Zooplanktonic sea butterflies (Limacina helicina) ‘fly’ underwater using the same technique as tiny flying insects, beating their wings in a figure-of-eight pattern, says a team of researchers at the Georgia Institute of Technology.
The sea butterfly (Limacina helicina). Image credit: Russ Hopcroft, Institute of Marine Science, University of Alaska Fairbanks / NOAA.
Limacina helicina is a pelagic sea snail known as the sea butterfly. This zooplanktonic species is ecologically important for the large biomass it maintains in polar ecosystems.
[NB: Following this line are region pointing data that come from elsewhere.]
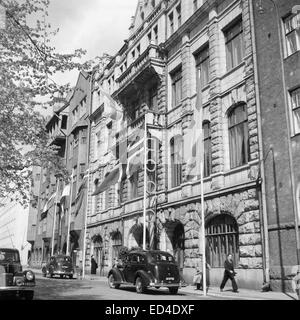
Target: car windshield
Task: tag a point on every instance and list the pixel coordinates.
(162, 257)
(9, 256)
(63, 259)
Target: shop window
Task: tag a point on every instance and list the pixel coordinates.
(221, 240)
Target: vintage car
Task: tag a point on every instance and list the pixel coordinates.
(147, 269)
(13, 280)
(59, 265)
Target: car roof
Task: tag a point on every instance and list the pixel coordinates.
(148, 252)
(9, 249)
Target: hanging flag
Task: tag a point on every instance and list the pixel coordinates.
(80, 195)
(193, 146)
(114, 110)
(65, 193)
(110, 179)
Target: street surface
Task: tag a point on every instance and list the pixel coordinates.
(74, 289)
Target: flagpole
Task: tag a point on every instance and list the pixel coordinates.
(203, 228)
(85, 225)
(54, 220)
(145, 185)
(69, 213)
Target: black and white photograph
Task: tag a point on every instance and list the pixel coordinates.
(150, 151)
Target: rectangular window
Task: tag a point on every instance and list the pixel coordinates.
(292, 33)
(171, 23)
(155, 30)
(176, 80)
(234, 45)
(202, 64)
(295, 102)
(178, 12)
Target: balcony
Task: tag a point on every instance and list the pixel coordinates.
(148, 64)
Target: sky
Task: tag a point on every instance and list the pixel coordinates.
(98, 26)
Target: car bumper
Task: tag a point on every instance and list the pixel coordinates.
(166, 284)
(16, 289)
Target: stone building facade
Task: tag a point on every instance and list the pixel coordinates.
(277, 42)
(153, 77)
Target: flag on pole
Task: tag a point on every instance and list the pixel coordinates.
(80, 195)
(114, 110)
(47, 206)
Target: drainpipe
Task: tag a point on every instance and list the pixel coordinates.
(262, 192)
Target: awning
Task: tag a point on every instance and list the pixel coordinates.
(111, 179)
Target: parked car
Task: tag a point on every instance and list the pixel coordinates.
(147, 269)
(59, 265)
(13, 280)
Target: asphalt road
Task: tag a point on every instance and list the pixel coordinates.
(74, 289)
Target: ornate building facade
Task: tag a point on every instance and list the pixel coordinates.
(153, 77)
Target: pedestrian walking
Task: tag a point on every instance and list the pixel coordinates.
(94, 265)
(229, 273)
(296, 284)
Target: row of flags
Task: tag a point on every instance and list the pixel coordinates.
(131, 151)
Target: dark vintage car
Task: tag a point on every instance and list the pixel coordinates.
(59, 265)
(147, 269)
(13, 280)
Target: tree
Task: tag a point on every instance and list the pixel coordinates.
(27, 64)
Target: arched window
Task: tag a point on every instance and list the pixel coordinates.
(207, 148)
(238, 136)
(221, 239)
(176, 146)
(116, 244)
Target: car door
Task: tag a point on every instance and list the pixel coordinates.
(128, 274)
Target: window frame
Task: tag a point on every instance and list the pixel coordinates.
(176, 146)
(221, 232)
(207, 163)
(203, 64)
(176, 84)
(233, 133)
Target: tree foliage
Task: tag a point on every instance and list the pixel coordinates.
(27, 64)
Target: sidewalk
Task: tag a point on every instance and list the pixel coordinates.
(244, 294)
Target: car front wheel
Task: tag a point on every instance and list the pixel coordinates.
(29, 295)
(111, 282)
(173, 290)
(139, 285)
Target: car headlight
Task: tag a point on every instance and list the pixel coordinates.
(29, 275)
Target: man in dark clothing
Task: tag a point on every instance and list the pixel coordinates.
(229, 274)
(94, 265)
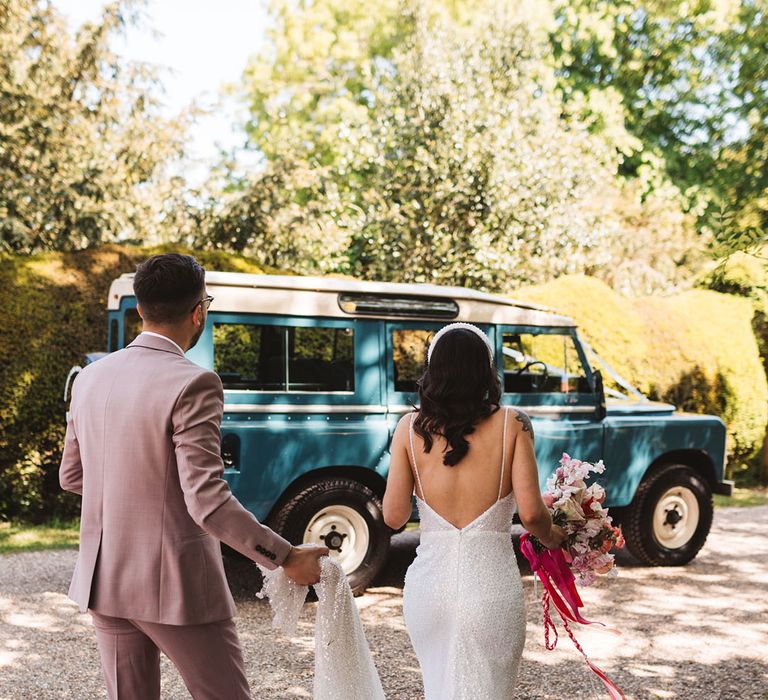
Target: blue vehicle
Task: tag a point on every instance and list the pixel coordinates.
(317, 372)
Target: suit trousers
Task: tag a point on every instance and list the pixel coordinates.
(207, 656)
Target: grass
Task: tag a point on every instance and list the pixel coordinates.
(743, 497)
(22, 537)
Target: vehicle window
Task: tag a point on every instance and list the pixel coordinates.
(113, 332)
(409, 356)
(321, 359)
(131, 326)
(542, 362)
(281, 358)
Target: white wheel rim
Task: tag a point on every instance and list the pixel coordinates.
(675, 517)
(344, 531)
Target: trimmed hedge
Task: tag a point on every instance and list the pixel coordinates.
(53, 311)
(696, 349)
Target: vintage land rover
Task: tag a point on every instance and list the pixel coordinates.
(317, 372)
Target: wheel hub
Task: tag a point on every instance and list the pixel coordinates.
(344, 531)
(334, 539)
(676, 517)
(673, 517)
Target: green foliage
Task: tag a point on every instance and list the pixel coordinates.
(23, 537)
(423, 140)
(425, 148)
(54, 310)
(675, 349)
(683, 86)
(83, 152)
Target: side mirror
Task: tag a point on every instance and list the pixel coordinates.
(600, 392)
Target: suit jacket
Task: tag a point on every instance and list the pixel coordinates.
(143, 449)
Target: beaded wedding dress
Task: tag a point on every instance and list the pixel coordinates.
(463, 601)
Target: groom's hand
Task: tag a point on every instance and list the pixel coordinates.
(303, 563)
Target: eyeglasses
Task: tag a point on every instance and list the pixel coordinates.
(207, 300)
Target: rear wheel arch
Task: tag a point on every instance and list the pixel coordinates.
(697, 460)
(340, 507)
(368, 477)
(671, 512)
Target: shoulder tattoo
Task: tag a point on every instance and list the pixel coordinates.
(526, 421)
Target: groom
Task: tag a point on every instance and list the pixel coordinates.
(143, 450)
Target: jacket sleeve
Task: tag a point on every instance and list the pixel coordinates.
(197, 443)
(71, 468)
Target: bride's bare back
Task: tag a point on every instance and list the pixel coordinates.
(460, 494)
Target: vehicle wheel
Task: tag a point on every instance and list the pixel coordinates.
(670, 516)
(345, 516)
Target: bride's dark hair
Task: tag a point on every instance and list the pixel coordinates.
(459, 388)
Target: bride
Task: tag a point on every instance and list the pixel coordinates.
(470, 462)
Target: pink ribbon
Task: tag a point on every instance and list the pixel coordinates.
(559, 584)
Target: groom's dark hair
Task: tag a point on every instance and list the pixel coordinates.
(168, 286)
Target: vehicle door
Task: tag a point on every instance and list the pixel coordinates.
(546, 374)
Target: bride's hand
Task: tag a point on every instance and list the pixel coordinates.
(555, 538)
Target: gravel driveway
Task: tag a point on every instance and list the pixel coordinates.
(699, 632)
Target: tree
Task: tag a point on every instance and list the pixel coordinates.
(83, 153)
(474, 175)
(689, 83)
(343, 113)
(441, 151)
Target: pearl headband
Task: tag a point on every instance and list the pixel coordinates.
(456, 326)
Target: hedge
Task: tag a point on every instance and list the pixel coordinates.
(52, 311)
(696, 349)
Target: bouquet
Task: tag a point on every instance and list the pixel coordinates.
(578, 509)
(585, 553)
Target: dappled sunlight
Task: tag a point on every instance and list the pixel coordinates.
(39, 621)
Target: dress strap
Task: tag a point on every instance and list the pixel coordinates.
(413, 458)
(503, 452)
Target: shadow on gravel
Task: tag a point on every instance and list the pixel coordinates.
(682, 680)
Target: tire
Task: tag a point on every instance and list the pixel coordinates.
(345, 516)
(670, 516)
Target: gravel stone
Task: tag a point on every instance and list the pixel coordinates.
(698, 632)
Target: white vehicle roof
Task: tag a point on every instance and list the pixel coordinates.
(237, 292)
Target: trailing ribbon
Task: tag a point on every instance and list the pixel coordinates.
(559, 584)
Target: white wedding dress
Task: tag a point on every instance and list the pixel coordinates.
(344, 668)
(463, 601)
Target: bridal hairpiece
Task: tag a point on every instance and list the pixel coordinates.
(456, 326)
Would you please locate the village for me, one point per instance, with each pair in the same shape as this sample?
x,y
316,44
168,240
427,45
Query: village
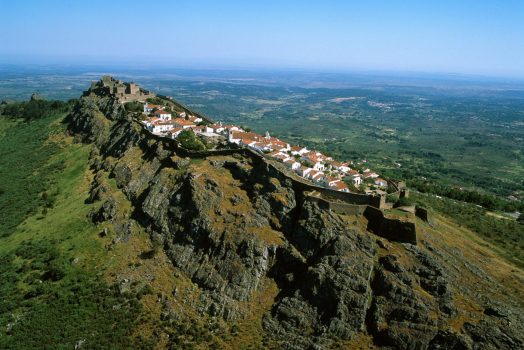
x,y
312,165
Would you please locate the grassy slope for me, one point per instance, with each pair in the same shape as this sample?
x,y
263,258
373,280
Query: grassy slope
x,y
505,235
51,292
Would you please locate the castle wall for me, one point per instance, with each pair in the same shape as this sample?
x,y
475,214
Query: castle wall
x,y
391,229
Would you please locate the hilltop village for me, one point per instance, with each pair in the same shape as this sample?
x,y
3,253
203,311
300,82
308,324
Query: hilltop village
x,y
309,164
161,118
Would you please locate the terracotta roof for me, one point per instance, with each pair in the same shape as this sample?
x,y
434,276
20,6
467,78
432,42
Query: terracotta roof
x,y
175,130
182,121
340,186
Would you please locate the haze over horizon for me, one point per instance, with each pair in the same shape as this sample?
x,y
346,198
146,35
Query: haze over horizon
x,y
470,37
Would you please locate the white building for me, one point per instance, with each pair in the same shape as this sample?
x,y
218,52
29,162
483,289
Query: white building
x,y
162,115
293,164
161,127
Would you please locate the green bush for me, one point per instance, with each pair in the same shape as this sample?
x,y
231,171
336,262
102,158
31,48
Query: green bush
x,y
188,140
404,202
134,106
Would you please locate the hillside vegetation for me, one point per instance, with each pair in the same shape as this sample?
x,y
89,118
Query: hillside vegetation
x,y
117,241
52,293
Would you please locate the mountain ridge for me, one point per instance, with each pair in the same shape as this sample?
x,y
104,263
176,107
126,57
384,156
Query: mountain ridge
x,y
395,295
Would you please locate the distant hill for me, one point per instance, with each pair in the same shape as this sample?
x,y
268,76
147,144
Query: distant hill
x,y
113,238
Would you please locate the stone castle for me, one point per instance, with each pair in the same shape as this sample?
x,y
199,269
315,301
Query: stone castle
x,y
125,92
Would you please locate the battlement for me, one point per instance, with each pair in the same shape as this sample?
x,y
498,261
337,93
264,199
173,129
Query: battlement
x,y
125,92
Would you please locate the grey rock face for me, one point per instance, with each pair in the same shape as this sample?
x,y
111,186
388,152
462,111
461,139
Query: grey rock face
x,y
233,225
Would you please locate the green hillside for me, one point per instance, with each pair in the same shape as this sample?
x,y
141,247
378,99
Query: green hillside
x,y
52,293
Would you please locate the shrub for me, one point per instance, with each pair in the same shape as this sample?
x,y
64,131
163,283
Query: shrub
x,y
404,202
134,106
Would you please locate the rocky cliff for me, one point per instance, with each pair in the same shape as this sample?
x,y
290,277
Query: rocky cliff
x,y
254,248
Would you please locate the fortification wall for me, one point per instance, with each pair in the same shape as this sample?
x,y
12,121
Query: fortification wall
x,y
303,185
392,229
337,207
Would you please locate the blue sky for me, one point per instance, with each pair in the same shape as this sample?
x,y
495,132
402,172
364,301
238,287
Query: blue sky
x,y
452,36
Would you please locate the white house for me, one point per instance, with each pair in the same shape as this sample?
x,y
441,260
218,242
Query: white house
x,y
293,164
355,177
341,186
161,127
319,177
175,132
298,151
194,119
380,182
148,108
370,175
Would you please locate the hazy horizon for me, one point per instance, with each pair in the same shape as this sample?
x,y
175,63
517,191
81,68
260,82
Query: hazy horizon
x,y
445,37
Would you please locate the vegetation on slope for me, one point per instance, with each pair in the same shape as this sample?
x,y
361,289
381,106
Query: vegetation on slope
x,y
506,234
52,294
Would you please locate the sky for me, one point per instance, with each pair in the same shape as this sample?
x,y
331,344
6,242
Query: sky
x,y
484,37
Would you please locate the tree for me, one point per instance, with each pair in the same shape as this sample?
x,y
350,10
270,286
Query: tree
x,y
188,140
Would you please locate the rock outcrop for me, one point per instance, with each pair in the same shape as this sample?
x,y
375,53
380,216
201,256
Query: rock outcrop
x,y
233,226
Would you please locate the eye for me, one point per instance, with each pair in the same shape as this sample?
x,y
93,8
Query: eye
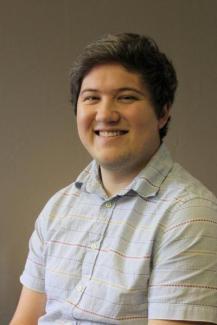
x,y
127,98
90,99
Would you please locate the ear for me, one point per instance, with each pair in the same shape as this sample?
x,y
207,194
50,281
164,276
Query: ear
x,y
165,116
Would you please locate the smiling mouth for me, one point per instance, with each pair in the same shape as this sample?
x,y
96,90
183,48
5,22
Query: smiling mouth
x,y
114,133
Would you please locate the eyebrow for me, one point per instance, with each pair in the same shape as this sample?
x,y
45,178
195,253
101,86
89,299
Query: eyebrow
x,y
116,90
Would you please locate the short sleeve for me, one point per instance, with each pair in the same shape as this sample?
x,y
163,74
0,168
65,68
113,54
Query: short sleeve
x,y
183,282
33,274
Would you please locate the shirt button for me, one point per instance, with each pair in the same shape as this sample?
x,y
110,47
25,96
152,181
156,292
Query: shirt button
x,y
94,245
108,204
80,288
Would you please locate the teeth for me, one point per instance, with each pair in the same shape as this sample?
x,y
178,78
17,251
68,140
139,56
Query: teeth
x,y
110,133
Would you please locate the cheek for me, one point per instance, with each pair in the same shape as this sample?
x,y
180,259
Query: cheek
x,y
84,122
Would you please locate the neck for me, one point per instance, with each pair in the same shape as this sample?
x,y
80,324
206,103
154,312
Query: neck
x,y
114,181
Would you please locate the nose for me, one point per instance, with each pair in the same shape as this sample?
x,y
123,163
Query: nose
x,y
107,112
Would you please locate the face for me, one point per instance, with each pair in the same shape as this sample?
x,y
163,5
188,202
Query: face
x,y
116,120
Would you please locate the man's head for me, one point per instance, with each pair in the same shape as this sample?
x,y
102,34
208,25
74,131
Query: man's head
x,y
138,54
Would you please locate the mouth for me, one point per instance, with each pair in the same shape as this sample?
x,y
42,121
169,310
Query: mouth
x,y
109,134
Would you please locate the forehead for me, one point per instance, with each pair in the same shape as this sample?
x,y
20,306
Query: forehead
x,y
112,75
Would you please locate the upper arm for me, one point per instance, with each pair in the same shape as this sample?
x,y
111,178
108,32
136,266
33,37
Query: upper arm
x,y
183,278
30,307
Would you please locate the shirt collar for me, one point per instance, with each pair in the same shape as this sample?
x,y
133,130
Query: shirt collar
x,y
147,183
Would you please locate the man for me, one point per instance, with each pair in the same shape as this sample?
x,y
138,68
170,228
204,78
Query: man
x,y
133,239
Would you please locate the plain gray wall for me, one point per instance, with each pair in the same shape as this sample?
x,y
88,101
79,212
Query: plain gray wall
x,y
40,152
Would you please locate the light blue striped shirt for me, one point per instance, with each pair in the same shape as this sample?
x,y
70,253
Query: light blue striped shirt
x,y
149,252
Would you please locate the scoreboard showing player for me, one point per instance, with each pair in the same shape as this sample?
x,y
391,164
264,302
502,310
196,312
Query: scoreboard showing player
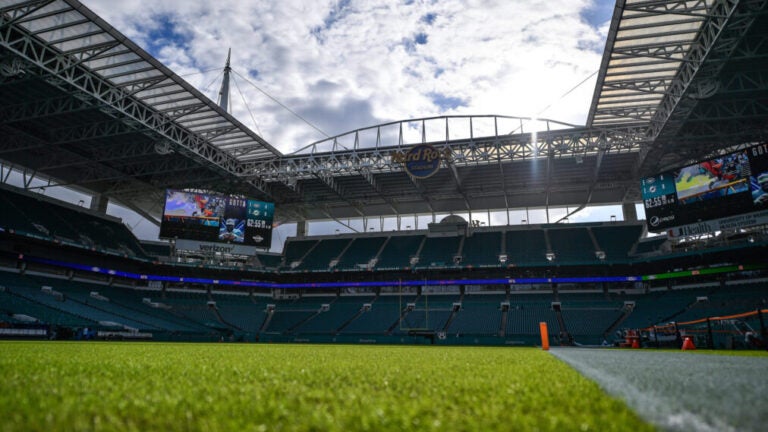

Furthermore, because its shell sinks when the animal dies, Limacina helicina is geochemically important as a major conduit of carbon to the deep ocean.
In temperate regions, Limacina helicina reaches shell diameters of 1-4 mm and swims at speeds of 10–50 mm/s, whereas in the sub-Arctic, their shells may grow to 14 mm, with swimming speeds reaching 120 mm/s.
“Most zooplankton swim with a drag-based paddling technique,” said Dr. David Murphy from the Georgia Institute of Technology’s School of Civil and Environmental Engineering, lead author on a study published in the Journal of Experimental Biology.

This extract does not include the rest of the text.